Ce qui est conforme à ce que disait Roger Martin du Gard: Le bien et le mal sont des distinctions arbitraires. Le rapprochement est fait par l'auteur du recueil qui fait également intervenir dans le débat muet le Paul Claudel du Soulier de satin : C'est le mal seul, à dire vrai, qui exige un effort, puisqu'il est contre la réalité.

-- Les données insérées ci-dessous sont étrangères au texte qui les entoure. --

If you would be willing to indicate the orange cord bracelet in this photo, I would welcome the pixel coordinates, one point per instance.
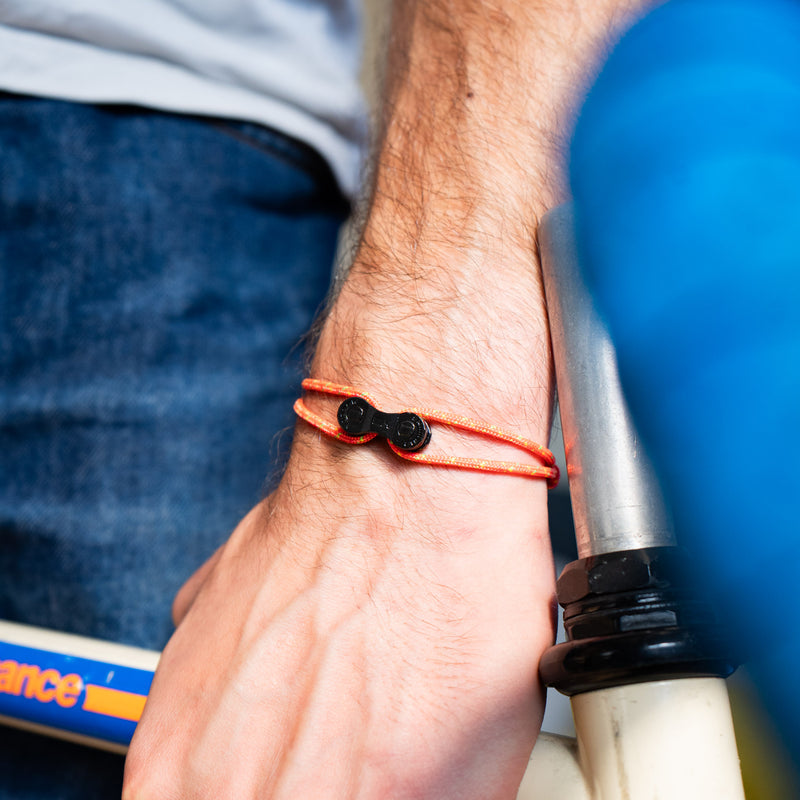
(549, 470)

Il faut distinguer, selon moi, le mal en acte et le mal jugé. Dans ce cas, la facilité va au mal en acte. Le mal jugé, acte potentiel quelconque, va à l'encontre d'une réalité idéologique religieuse. Il faut une vigilance de tous les instants aux porteurs des bonnes valeurs pour dénoncer le mal dans des actes sans caractérisation et même dans des actes bien inspirés. Mauriac a probalement tort d'assimiler mal et faute. Une faute peut très bien être une infraction à une règle où le correct (cf. faute de goût) remplace le bien. Il reste à maquer les degrés et la relativité, en plus des domaines d'application. Les énoncés simples sont souvent des pensées simplistes.